Southeastern Integrated Care LLCParkton, NC
18dOnsite

About The Position

The Residential Behavioral Health Specialist II performs plan-directed rehabilitative interventions under the Qualified Professional (QP) / Licensed Professional (LP) supervision, leads life-skills and psychoeducational groups, and advances milieu leadership and documentation quality.
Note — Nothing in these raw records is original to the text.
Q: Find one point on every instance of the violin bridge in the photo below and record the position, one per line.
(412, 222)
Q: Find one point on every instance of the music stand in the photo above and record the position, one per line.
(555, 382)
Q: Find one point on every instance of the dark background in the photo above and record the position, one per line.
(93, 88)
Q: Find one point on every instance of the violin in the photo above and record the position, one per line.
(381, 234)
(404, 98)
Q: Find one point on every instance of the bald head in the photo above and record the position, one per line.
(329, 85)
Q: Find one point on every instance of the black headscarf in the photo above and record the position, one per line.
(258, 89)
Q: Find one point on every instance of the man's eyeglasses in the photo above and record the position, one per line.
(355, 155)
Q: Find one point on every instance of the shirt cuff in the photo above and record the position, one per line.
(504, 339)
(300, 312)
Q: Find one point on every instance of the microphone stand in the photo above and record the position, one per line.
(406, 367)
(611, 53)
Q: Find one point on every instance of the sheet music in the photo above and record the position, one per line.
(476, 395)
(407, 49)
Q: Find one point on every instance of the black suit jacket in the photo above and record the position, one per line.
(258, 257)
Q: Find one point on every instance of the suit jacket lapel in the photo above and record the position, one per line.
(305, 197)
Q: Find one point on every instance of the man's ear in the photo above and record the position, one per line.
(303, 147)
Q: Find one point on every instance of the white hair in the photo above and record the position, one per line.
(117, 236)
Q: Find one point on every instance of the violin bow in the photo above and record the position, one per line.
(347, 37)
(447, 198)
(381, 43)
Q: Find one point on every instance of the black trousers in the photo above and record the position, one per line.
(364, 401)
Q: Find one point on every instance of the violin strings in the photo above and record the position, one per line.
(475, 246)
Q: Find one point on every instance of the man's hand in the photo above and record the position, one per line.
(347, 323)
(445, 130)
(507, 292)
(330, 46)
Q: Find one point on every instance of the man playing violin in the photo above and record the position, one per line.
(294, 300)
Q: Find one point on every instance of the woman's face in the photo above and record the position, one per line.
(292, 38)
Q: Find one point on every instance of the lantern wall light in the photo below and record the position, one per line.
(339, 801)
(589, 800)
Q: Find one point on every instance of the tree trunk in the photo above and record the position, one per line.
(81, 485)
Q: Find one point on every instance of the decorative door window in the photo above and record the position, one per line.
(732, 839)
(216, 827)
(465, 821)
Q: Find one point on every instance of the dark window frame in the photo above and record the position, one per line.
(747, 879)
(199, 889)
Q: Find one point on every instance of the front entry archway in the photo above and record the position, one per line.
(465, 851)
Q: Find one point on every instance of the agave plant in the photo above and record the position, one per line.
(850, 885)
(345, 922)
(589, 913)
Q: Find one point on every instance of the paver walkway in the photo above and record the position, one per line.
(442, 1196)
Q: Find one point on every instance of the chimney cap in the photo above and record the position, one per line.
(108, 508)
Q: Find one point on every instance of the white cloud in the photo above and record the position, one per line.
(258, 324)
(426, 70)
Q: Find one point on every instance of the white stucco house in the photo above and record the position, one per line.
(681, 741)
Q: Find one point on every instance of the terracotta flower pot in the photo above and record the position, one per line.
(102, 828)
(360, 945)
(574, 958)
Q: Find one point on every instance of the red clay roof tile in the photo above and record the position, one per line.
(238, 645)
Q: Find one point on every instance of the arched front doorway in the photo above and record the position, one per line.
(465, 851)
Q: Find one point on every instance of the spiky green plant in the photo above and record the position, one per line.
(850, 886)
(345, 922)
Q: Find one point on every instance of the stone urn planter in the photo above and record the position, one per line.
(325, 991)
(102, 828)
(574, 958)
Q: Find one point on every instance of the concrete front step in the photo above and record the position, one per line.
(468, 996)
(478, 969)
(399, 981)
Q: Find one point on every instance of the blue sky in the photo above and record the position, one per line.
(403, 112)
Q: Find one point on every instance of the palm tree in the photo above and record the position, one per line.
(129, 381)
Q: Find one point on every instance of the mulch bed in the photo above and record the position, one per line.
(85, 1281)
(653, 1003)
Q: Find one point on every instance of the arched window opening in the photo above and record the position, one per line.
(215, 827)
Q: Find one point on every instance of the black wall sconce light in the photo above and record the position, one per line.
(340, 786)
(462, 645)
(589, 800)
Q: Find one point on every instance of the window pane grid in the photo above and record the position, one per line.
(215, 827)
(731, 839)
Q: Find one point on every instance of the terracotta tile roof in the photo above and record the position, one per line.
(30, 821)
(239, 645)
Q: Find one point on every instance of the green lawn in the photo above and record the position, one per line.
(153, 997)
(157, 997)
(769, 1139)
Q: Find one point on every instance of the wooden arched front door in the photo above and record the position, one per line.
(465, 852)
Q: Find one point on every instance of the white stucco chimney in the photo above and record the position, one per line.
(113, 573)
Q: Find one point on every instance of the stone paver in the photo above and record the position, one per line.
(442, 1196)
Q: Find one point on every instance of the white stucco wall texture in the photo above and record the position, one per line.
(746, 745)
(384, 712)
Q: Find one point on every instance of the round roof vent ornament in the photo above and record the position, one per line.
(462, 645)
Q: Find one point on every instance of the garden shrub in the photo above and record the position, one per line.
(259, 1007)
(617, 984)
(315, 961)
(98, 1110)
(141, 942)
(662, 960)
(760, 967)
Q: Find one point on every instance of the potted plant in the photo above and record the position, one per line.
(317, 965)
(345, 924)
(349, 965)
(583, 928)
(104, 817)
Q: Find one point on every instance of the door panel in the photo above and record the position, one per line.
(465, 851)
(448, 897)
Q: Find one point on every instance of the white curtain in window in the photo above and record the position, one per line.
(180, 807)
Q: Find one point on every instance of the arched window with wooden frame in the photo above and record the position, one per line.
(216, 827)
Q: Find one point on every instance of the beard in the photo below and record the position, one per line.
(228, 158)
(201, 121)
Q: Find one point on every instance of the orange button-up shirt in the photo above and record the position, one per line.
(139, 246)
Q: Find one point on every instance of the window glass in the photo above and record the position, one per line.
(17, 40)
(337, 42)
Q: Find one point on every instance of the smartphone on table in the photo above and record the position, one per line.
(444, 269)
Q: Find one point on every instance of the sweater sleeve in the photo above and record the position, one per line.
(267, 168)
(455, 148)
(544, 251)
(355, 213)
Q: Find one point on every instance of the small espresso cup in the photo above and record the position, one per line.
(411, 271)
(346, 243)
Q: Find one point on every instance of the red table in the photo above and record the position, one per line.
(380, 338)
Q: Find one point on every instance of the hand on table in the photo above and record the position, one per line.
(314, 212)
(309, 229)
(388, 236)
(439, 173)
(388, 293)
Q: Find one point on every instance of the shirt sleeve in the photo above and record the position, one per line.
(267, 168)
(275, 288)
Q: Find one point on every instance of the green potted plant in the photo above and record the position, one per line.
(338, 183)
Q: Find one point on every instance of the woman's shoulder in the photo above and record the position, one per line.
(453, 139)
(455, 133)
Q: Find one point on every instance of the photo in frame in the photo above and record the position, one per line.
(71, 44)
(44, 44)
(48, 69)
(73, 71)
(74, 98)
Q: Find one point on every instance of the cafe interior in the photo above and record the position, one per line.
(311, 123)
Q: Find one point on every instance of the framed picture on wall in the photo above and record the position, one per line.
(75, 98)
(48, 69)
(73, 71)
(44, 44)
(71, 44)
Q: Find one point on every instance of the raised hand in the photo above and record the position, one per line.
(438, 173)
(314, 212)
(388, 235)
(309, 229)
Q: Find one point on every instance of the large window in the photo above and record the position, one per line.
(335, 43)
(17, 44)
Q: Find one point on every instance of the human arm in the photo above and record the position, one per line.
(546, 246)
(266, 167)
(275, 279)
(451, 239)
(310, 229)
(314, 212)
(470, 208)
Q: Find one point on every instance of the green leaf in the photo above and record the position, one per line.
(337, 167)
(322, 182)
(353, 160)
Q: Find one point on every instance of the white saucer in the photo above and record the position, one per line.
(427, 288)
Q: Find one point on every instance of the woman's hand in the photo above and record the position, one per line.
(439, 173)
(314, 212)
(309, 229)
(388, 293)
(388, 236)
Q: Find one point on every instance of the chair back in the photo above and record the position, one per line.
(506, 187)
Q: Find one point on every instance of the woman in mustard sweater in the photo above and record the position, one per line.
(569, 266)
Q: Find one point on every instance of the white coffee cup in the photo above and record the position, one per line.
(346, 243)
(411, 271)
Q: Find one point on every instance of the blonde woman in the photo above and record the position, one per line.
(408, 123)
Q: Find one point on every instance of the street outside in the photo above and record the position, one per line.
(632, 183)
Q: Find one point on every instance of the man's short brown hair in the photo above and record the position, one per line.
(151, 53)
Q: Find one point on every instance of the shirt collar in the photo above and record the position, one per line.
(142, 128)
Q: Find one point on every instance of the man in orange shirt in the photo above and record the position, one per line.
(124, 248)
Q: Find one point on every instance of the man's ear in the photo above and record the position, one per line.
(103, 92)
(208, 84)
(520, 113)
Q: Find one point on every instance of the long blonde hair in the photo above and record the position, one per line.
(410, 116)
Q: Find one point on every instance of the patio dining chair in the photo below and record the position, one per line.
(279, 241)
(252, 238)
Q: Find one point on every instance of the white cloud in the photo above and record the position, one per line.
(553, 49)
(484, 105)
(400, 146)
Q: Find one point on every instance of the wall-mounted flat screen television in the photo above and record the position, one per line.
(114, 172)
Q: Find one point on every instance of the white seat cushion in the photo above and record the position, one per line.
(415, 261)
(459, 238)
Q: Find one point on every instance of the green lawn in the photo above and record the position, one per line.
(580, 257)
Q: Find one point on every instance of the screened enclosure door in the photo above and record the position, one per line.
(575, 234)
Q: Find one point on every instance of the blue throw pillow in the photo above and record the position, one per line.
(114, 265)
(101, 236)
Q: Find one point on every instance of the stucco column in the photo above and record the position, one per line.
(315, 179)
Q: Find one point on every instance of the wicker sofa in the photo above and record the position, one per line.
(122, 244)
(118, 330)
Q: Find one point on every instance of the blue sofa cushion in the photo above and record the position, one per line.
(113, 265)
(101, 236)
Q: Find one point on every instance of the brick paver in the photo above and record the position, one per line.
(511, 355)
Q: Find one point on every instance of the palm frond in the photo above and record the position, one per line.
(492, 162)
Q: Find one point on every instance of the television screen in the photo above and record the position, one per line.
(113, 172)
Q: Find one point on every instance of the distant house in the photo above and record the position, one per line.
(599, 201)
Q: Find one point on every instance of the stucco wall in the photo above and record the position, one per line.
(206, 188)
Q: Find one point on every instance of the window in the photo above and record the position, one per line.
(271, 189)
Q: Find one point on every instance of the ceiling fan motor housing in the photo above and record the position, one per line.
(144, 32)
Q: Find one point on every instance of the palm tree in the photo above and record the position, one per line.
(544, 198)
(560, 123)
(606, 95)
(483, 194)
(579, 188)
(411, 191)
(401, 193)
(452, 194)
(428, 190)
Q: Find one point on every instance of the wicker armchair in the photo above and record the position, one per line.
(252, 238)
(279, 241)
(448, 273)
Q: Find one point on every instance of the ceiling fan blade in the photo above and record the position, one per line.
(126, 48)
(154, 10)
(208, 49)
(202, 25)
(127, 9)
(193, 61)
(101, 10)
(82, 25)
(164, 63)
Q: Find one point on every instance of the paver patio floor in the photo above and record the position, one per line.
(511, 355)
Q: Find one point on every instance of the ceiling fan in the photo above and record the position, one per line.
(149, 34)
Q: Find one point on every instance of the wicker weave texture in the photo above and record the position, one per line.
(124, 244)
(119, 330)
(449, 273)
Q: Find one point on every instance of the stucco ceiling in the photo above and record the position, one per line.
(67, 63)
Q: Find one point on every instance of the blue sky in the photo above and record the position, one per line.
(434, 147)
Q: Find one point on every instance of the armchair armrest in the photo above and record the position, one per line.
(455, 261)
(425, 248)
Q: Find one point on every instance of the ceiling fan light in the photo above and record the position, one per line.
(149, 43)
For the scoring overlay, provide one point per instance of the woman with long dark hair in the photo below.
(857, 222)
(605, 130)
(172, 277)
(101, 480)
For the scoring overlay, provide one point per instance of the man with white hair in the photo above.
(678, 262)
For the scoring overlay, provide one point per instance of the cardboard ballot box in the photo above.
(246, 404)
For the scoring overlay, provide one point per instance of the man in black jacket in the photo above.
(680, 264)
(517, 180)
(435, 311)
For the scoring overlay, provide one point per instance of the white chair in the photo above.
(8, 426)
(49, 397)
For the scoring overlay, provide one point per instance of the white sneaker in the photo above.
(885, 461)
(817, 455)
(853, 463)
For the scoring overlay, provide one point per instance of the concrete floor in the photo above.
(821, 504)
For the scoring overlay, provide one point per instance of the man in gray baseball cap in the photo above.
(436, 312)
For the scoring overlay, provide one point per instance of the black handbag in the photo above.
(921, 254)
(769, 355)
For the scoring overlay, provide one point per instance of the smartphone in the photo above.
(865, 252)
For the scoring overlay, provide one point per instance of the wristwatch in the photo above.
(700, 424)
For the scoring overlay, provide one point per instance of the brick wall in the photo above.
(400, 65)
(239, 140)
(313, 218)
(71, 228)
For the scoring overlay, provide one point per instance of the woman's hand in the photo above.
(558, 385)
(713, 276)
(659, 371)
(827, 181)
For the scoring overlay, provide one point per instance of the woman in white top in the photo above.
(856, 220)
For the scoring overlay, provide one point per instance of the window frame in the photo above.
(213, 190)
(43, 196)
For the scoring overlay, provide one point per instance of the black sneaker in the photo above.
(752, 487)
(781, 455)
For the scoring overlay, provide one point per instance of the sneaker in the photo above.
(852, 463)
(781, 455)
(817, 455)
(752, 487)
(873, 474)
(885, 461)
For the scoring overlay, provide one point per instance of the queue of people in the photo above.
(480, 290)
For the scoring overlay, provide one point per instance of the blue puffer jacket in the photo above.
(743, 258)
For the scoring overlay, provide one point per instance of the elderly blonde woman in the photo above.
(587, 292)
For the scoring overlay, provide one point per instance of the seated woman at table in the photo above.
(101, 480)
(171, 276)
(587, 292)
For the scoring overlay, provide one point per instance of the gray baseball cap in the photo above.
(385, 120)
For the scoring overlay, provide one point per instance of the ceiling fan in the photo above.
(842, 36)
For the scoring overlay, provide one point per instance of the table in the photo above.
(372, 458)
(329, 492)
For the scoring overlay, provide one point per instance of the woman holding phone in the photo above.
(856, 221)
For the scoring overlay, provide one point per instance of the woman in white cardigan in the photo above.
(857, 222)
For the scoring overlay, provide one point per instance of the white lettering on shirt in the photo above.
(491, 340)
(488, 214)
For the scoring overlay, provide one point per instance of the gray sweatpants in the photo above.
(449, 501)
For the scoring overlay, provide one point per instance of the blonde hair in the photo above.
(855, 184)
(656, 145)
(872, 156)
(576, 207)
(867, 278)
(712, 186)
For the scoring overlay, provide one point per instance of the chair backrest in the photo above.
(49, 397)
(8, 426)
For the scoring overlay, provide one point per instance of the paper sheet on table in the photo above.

This position coordinates with the QP/LP on engagement barriers, crisis/safety planning elements, and referrals.

Requirements

  • Bachelor’s degree in human services or agency-defined AP equivalency.
  • Proficiency in group facilitation and plan-directed rehabilitative interventions.
  • Strong EMR documentation and interdisciplinary communication skills.
  • Nonviolent Crisis Intervention (CPI/NCI) and de-escalation.
  • CPR/First Aid; Blood-borne Pathogens; Infection Control.
  • HIPAA/Client Rights; Incident Reporting; Workplace Violence Prevention.
  • Obtain IAHSS Basic (unarmed healthcare security) within 90 days of hire.
  • Advanced de-escalation and milieu leadership.
  • EMR proficiency training and documentation standards.
  • Housing/Vocational resource navigation; case management basics.
  • Frequent standing/walking; frequent reaching, stooping, kneeling; occasional sitting and climbing/balancing.
  • Lift/carry up to 20lbs routinely and up to 50lbs occasionally.
  • Ability to safely operate a personal or agency vehicle when assigned.

Nice To Haves

  • Residential/SUD/MH experience preferred.

Responsibilities

  • Deliver plan directed psychoeducation and skills training aligned to treatment goals under QP/LP supervision.
  • Lead structured groups (life-skills, wellness, recovery check-ins, community meetings) with approved curricula.
  • Collect screening/monitoring data and relay findings to QP/LP; assist with crisis/safety plan elements per protocol.
  • Coordinate resident linkage to community resources (housing, employment, education, natural supports).
  • Provide clear, structured updates in treatment team meetings and during shift handouts.
  • Author objective, clinically aligned notes for assigned service in the EMR within program timelines (generally within 24 hours for billable encounters).
  • Document intervention type, time, resident response, and plan; route for supervision as required.
  • Ensure incident documentation reflects precipitating factors, de-escalation used, and escalation pathway.